If you are using the serverless framework for deploying your application, as your application grows you may hit some of the cloudformation limits when you deploy as serverless framework uses cloudformation behind the scenes for deploying services.

  • A CloudFormation stack can have at most 500 resources

    Let's take an example of a backend Application with multiple REST API's. This Application may have multiple Lambda functions, API Gateway Endpoints, Methods, Custom Domains, SNS Topics, DynamoDB, S3 Buckets, etc. When we deploy this application to AWS with cloudformation, it will create cloudformation resources for all the mentioned services in a single cloudformation stack. There will be multiple resources created per services(IAM roles, IAM Policies, Cloudwatch log groups). In the case of a single lambda function following resources will be created per each function,

    • AWS::Lambda::Function
    • AWS::Lambda::Version
    • AWS::Logs::LogGroup

    Plus additional resources will be added if we attach event-sources like API Gateway, SNS to the function

    When the application grows, the total number of resources will also increase. And when it hit the 500 limit the deployments will start failing.

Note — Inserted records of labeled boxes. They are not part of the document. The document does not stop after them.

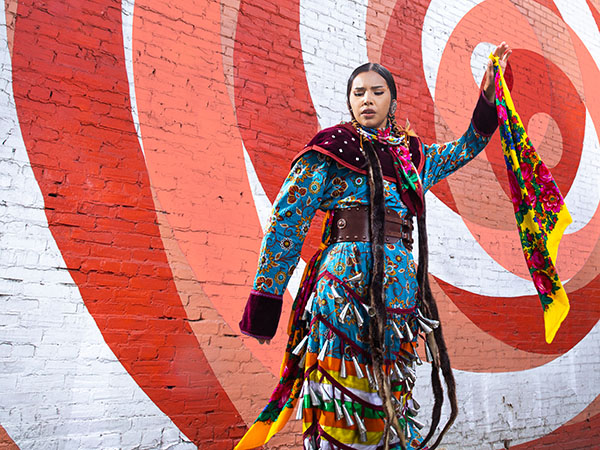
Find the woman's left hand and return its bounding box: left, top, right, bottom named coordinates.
left=483, top=42, right=512, bottom=102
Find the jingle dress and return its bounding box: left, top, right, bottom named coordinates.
left=236, top=94, right=497, bottom=450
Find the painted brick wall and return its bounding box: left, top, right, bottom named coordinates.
left=0, top=0, right=600, bottom=449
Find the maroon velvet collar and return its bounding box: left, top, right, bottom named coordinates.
left=292, top=123, right=424, bottom=183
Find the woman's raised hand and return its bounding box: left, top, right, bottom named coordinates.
left=483, top=42, right=512, bottom=102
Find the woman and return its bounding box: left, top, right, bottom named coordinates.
left=236, top=42, right=510, bottom=450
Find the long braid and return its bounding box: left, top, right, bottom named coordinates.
left=388, top=110, right=458, bottom=450
left=353, top=120, right=406, bottom=450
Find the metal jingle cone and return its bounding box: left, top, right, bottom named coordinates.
left=406, top=406, right=419, bottom=417
left=352, top=355, right=365, bottom=378
left=333, top=399, right=344, bottom=420
left=292, top=334, right=308, bottom=356
left=365, top=364, right=375, bottom=389
left=419, top=313, right=440, bottom=328
left=331, top=286, right=344, bottom=300
left=340, top=352, right=347, bottom=378
left=405, top=422, right=412, bottom=441
left=413, top=349, right=423, bottom=366
left=354, top=411, right=367, bottom=442
left=410, top=397, right=421, bottom=411
left=352, top=303, right=365, bottom=327
left=425, top=340, right=433, bottom=363
left=406, top=416, right=425, bottom=430
left=394, top=362, right=406, bottom=381
left=346, top=272, right=362, bottom=283
left=317, top=339, right=331, bottom=361
left=398, top=348, right=417, bottom=364
left=361, top=303, right=376, bottom=317
left=404, top=322, right=415, bottom=342
left=390, top=425, right=400, bottom=439
left=405, top=367, right=417, bottom=381
left=306, top=381, right=321, bottom=407
left=304, top=436, right=317, bottom=450
left=373, top=370, right=379, bottom=391
left=340, top=303, right=350, bottom=323
left=298, top=352, right=308, bottom=367
left=342, top=402, right=354, bottom=427
left=319, top=384, right=333, bottom=403
left=400, top=366, right=417, bottom=384
left=392, top=322, right=404, bottom=339
left=302, top=292, right=315, bottom=320
left=417, top=317, right=433, bottom=334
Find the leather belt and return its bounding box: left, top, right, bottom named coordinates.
left=330, top=205, right=413, bottom=250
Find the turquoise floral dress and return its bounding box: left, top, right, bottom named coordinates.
left=236, top=93, right=495, bottom=450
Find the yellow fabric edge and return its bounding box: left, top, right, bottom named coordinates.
left=234, top=408, right=294, bottom=450
left=547, top=206, right=573, bottom=265
left=544, top=286, right=571, bottom=344
left=490, top=53, right=573, bottom=344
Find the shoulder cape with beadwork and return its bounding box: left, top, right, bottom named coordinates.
left=292, top=123, right=425, bottom=215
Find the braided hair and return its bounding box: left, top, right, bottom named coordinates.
left=346, top=63, right=458, bottom=450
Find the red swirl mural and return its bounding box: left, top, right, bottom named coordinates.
left=0, top=0, right=600, bottom=449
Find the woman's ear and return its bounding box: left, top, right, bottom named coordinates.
left=390, top=99, right=398, bottom=116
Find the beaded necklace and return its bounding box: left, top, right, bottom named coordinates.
left=353, top=121, right=423, bottom=214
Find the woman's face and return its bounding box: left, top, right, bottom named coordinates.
left=349, top=71, right=392, bottom=128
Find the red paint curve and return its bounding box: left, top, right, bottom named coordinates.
left=13, top=0, right=245, bottom=445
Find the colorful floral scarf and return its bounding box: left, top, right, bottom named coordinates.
left=490, top=55, right=572, bottom=343
left=355, top=124, right=423, bottom=215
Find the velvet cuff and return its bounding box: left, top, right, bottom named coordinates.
left=240, top=290, right=283, bottom=339
left=471, top=91, right=498, bottom=137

    Is it a soft limit? : NO
    How to Avoid?
  • Use Cloudformation Nested Stacks to Reuse Common Template Patterns,

As your infrastructure grows, common patterns can emerge in which you declare the same components in each of your templates. You can separate out these common components and create dedicated templates for them. That way, you can mix and match different templates but use nested stacks to create a single, unified stack. The nested solutions may buy you little time to avoid this limit, but as the stack grows it will be hard to manage it.

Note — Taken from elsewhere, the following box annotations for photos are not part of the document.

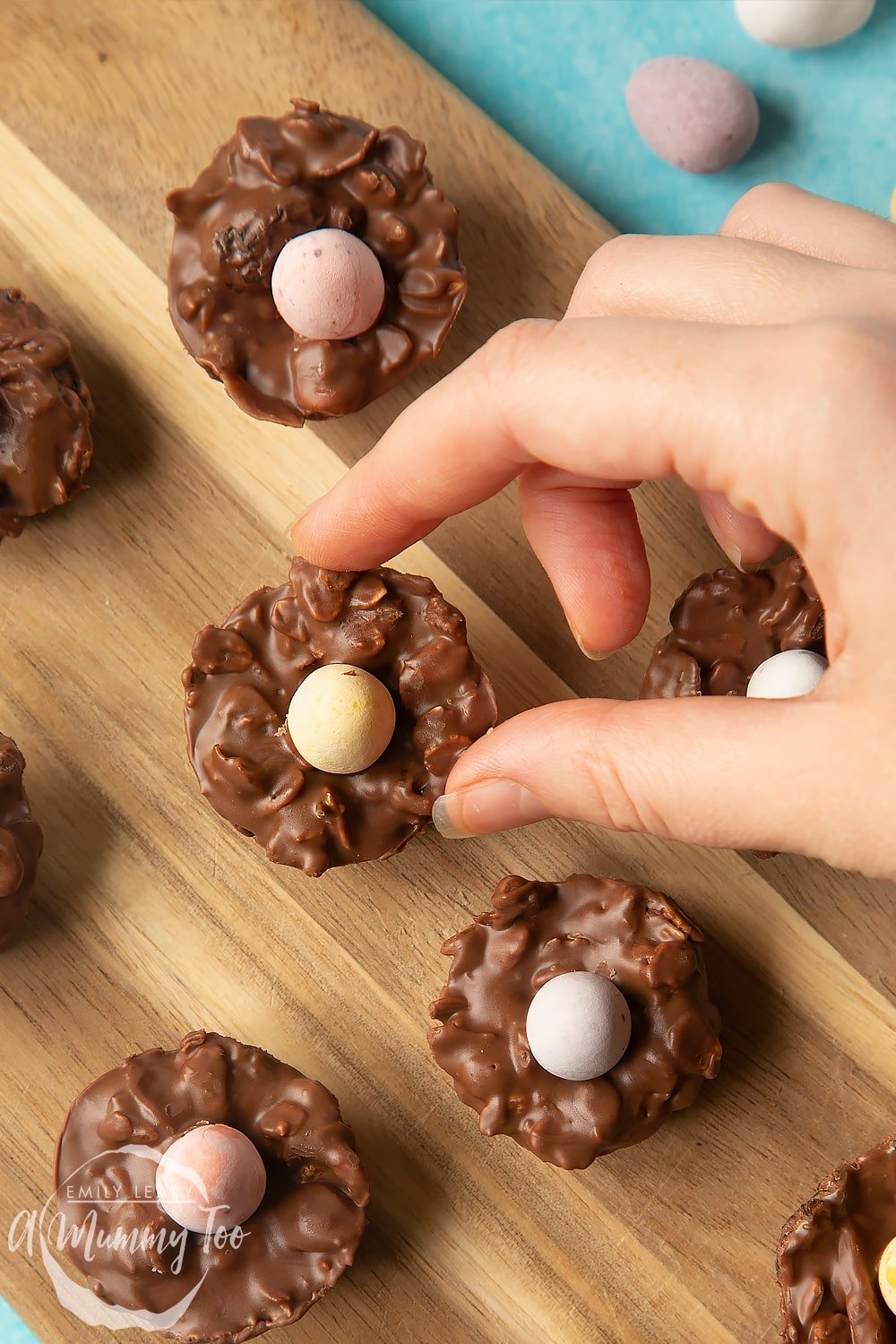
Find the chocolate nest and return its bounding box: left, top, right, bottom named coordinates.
left=641, top=556, right=825, bottom=701
left=778, top=1137, right=896, bottom=1344
left=428, top=875, right=721, bottom=1169
left=184, top=559, right=495, bottom=876
left=0, top=289, right=94, bottom=538
left=0, top=733, right=43, bottom=948
left=167, top=99, right=466, bottom=425
left=55, top=1031, right=369, bottom=1344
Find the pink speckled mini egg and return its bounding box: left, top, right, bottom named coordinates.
left=626, top=56, right=759, bottom=174
left=271, top=228, right=385, bottom=340
left=156, top=1125, right=267, bottom=1234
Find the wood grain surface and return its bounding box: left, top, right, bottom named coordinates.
left=0, top=0, right=896, bottom=1344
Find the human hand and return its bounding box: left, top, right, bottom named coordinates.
left=293, top=185, right=896, bottom=875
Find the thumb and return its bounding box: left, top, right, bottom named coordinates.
left=433, top=695, right=861, bottom=862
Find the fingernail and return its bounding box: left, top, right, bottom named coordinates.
left=433, top=780, right=551, bottom=840
left=573, top=631, right=616, bottom=663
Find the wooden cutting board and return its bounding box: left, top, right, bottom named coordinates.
left=0, top=0, right=896, bottom=1344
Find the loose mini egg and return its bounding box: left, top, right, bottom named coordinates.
left=747, top=650, right=828, bottom=701
left=626, top=56, right=759, bottom=174
left=737, top=0, right=874, bottom=47
left=525, top=970, right=632, bottom=1082
left=156, top=1125, right=267, bottom=1233
left=271, top=228, right=385, bottom=340
left=877, top=1236, right=896, bottom=1316
left=286, top=663, right=395, bottom=774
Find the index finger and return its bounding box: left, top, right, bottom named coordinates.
left=291, top=317, right=823, bottom=570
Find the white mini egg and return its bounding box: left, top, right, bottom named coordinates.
left=286, top=663, right=395, bottom=774
left=737, top=0, right=874, bottom=48
left=747, top=650, right=828, bottom=701
left=525, top=970, right=632, bottom=1082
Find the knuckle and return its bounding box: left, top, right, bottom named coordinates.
left=583, top=234, right=653, bottom=282
left=720, top=182, right=798, bottom=234
left=478, top=317, right=556, bottom=392
left=583, top=704, right=669, bottom=839
left=797, top=317, right=896, bottom=406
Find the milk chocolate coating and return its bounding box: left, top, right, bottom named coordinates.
left=184, top=559, right=495, bottom=876
left=0, top=733, right=43, bottom=948
left=641, top=556, right=825, bottom=701
left=167, top=99, right=466, bottom=425
left=428, top=875, right=721, bottom=1168
left=55, top=1031, right=369, bottom=1344
left=778, top=1137, right=896, bottom=1344
left=0, top=289, right=92, bottom=538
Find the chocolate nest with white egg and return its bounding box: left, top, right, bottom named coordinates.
left=430, top=875, right=721, bottom=1169
left=167, top=99, right=466, bottom=425
left=641, top=556, right=828, bottom=701
left=184, top=559, right=495, bottom=876
left=778, top=1136, right=896, bottom=1344
left=54, top=1031, right=369, bottom=1344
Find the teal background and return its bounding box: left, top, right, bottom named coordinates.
left=0, top=0, right=896, bottom=1344
left=366, top=0, right=896, bottom=233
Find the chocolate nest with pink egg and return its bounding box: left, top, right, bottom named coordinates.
left=167, top=99, right=466, bottom=425
left=0, top=289, right=94, bottom=538
left=55, top=1031, right=369, bottom=1344
left=184, top=559, right=495, bottom=876
left=0, top=733, right=43, bottom=948
left=428, top=875, right=721, bottom=1169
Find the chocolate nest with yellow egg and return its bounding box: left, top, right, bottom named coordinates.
left=430, top=875, right=721, bottom=1169
left=184, top=559, right=495, bottom=876
left=778, top=1136, right=896, bottom=1344
left=55, top=1031, right=369, bottom=1344
left=167, top=99, right=466, bottom=425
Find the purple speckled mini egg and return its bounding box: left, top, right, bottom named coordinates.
left=626, top=56, right=759, bottom=174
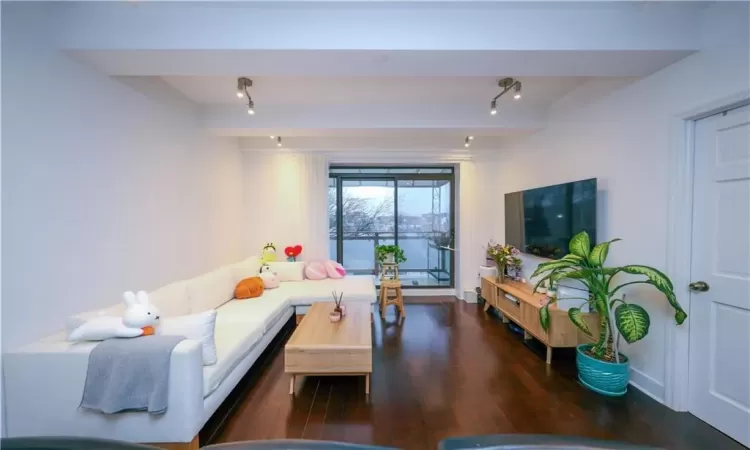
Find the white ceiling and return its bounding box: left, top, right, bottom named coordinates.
left=56, top=0, right=705, bottom=154
left=163, top=76, right=590, bottom=109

  • Use serverless split stack plugin

This plugin migrates CloudFormation resources into nested stacks in order to work around the 200 resource limit. There are built-in migration strategies that can be turned on or off as well as defining your own custom migrations.

The recommended way is, Try to create your services(Multiple Micro Services) as small as you can. Keep an eye on no resources every time you deploy the stack, and when you think the stack may hit the limit, break some of its features into alternative service.

  • An IAM role policy can have up to 10,240 characters

    This is one of the other limits we may hit when the stack grows. This happens when the whole application uses a single IAM role. By default serverless will include all the basic and custom IAM policies for all the functions used by the application into one single IAM role.

    How to Avoid?
    • Create individual IAM roles for each function in the cloudformation stack instead of a single large IAM role for the whole stack. Using per-function roles is a recommended best practice to achieve and maintain the least privilege setup for your Lambda functions.
  • With the serverless framework, there are a couple of good plugins that help to do this.

Summary

It is a good practice to know all the limits of all the AWS services that you are going to use when designing your infrastructure and develop the application. This will help us with the following,

  • Avoid redesigning the architecture in the future when we hit the limit
  • Design scalable and fault-tolerant serverless infrastructure by planning and implementing workarounds to avoid hitting the limits or calculating and increasing the soft limit of each service as per the requirement of the application

Top comments (4)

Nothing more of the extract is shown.